Brexit has been formally triggered, marking the start of the two-year countdown to the UK’s departure from the European Union.
Sir Tim Barrow, British ambassador to the EU, handed over the Article 50 letter to European Council President, Donald Tusk, in Brussels.
Notifying the bloc of the UK’s intention to leave, once accepted, the official process was underway.
At around the same time, Theresa May – who was pictured signing the historic document at Downing Street last night – rose in the Commons chamber to address MPs.
She promised to represent “every person in the whole UK” when she sits at the negotiating table in the coming months.
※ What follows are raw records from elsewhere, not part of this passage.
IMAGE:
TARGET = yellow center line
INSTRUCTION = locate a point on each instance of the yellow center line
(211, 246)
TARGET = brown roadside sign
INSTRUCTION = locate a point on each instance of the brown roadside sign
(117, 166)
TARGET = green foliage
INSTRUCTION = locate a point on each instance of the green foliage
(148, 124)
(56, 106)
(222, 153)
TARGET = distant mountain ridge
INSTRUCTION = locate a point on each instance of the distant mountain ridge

She said: “It is my fierce determination to get the right deal for every single person in this country.
“For, as we face the opportunities ahead of us on this momentous journey, our shared values, interests and ambitions can – and must – bring us together.
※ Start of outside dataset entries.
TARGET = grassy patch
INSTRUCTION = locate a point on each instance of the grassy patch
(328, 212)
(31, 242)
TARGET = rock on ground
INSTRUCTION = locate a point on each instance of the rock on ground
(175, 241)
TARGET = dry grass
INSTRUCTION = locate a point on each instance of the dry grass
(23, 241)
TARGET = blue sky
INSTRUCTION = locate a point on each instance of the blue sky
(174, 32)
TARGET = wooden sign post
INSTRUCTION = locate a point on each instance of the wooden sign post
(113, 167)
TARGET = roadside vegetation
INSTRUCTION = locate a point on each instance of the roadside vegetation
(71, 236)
“We are one great union of people and nations with a proud history and a bright future.”
As he arrived for Cabinet, where senior ministers discussed the letter’s contents, Chancellor Philip Hammond said it was an “exciting time” and called the moment “pivotal for Britain”.
The Tory frontbencher acknowledged the UK Government’s position on leaving the single market and customs union would have “consequences”, but demonstrated “we understand that we can’t cherry-pick, we can’t have our cake and eat it”.
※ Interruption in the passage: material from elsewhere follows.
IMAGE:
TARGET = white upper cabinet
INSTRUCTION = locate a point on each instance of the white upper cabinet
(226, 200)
He added: “By deciding to leave the EU and negotiate a future relationship with the EU as an independent nation, there will be certain consequences to that and we accept those.”
Mr Hammond also said that although preparations were being made for the possibility of leaving the EU without a deal, he was “absolutely confident” an agreement on the ongoing relationship would be secured.
A white paper on the Great Repeal Bill – the legislation that will turn more than 40 years of EU regulations into domestic laws – is expected to follow tomorrow.
Then, on April 29, an extraordinary European Council summit of the remaining 27 states will be held to agree a mandate for chief negotiator Michel Barnier.
He has set October 2018 as the target date for concluding withdrawal negotiations so they can be ratified before the end of the two-year deadline.